Zielona Góra: Potrzebne są zmiany nazw ulic. Karetki nie trafiają na miejsce
Temat nazw ulic powraca w Zielonej Górze jak bumerang. Najczęściej, gdy radni na sesji podejmują uchwałę o nazwaniu nowej ulicy. Tak było i teraz, kiedy zagłosowali za ulicą Ochla Bławatkowa.
Nagrał go i wysłał na policję. Teraz każdy zobaczy, co zrobił kierowca
Radny klubu Zielona Razem, a jednocześnie lekarz jeżdżący w karetce pogotowia, Robert Górski po raz kolejny zaapelował, by zrobić coś z problemem nazw ulic, które się powtarzają.
Ulica Różana, ale nie ta Różana
- Dwa tygodnie temu dostaliśmy wezwanie od rodziców półrocznego dziecka. Było w stanie zagrożenia życia. A wiemy, że w takich sytuacjach liczy się każda minuta. Wezwanie było na ulicę Różaną - mówi Górski. - Dzięki temu, że jestem radnym z okręgu, gdzie jest ulica Różana, wiedziałem, że przy tej ulicy nie ma takiego numeru. Zadzwoniliśmy z karetki do rodziców i okazało się, że to jest Różana, ale w sołectwie Łężyca, czyli nazwa ulicy jest Łężyca Różana. Jednak w stresie rodzice podali nazwę bez tego przedrostka. Nie mam o to pretensji, bo przecież byli mocno zdenerwowani. A potocznie mówi się o ulicy bez przedrostka.

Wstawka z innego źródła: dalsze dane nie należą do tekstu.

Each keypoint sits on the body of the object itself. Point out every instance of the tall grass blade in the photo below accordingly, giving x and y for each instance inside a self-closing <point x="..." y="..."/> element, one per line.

Skąd takie nazwy ulic w Zielonej Górze? 10 lat temu po połączeniu miasta z gminą, okazało się, że niektóre nazwy ulic będą się pokrywać i to nawet kilka razy. By uniknąć nieporozumień, a także nie rezygnować z nazw dawnych wsi, przyłączonych do miasta, uznano, że właściwe będą nazwy z przedrostkami odnoszącymi się do nazw sołectw. I tak mamy np. ul. Drzonków Szkolna, Stary Kisielin Szkolna, Zawada Szkolna itp.

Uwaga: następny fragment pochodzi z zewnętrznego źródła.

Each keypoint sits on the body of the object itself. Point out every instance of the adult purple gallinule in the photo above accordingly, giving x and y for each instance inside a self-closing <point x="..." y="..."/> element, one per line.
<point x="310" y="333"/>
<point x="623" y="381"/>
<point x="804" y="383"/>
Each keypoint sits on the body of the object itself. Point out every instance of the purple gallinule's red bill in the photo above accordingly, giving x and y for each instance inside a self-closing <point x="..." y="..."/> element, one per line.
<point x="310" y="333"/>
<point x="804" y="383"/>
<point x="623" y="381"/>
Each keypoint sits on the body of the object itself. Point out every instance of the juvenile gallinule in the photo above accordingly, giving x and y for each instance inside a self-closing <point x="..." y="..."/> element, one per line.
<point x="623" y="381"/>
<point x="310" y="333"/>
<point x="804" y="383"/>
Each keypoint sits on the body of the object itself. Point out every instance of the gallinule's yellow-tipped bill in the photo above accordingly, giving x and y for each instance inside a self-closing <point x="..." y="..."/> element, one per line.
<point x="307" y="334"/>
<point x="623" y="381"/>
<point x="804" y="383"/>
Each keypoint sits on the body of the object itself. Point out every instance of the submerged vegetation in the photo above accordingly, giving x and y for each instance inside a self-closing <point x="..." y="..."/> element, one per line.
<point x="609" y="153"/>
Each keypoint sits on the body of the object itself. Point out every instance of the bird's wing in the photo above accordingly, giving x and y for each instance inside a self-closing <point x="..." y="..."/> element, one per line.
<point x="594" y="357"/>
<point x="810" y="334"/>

Żeby nazwy ulic się nie powtarzały
- Ludzie zapominają podawać ten przedrostek i robi się problem. Mała strata, gdy kurier z paczką nie trafi pod wskazany adres. Gorzej, gdy karetka przyjedzie zbyt późno albo straż pożarna, gdy płonął będzie dom - podkreśla radny i apeluje, by ulice miały takie nazwy, które się nie będą powtarzać. Tak jak jest na Chynowie czy Jędrzychowie, które wcześniej zostały przyłączone do miasta. Wiem, że w Kontrakcie Zielonogórskim było obiecywane, iż te przedrostki zostaną. Ale życie to zweryfikowało. To się nie sprawdza. Jak nazwy będą unikatowe, to nikt się nie zgubi.
Radny PiS Jacek Budziński proponuje, by odpowiednio przeszkolić dyspozytorów. Będzie taniej i szybciej. Zdaniem Górskiego, to nie rozwiąże problemu. Centrum Powiadamiania Ratunkowego 112 znajduje się w Gorzowie Wlkp. Pracownicy często się zmieniają. Poza tym nie tylko Gorzów odbierze od nas telefon. Jeśli dyspozytorzy są w danym momencie zajęci, odbiorą ci w Kielcach czy Krakowie. Bo takie przypadki już były. A tam nikt nie ma pojęcia, że w Zielonej Górze są sołectwa, więc nie będzie dopytywał...
Trzeba edukować mieszkańców i wciąż im przypominać
- Warto więc uświadamiać mieszkańców, jak ważne są te przedrostki. Prezydent ma do tego narzędzia - czasopismo "Czas Zielonej Góry", ma portal internetowy czy stronę urzędu miasta... - zaznacza Budziński. - Nie wiem, czy mieszkańcy chcieliby tak radykalnych zmian nazw ulic.
Według radnego Zielonej Razem, reprezentującego sołectwa, Wiesława Kuchty, przedrostki doskonale wskazują lokalizacje. Mieszkańcy sołectw są zadowoleni. Wystarczy więc dopytać. Nie chcą zmian, bo to wywoła kolejne zamieszania i koszty.
Zdaniem radnej PiS Bożeny Ronowicz, należy wrócić do tematu i wspólnie zastanowić się, jak problem rozwiązać, by nikt nie był stratny, a służby trafiały pod właściwy adres.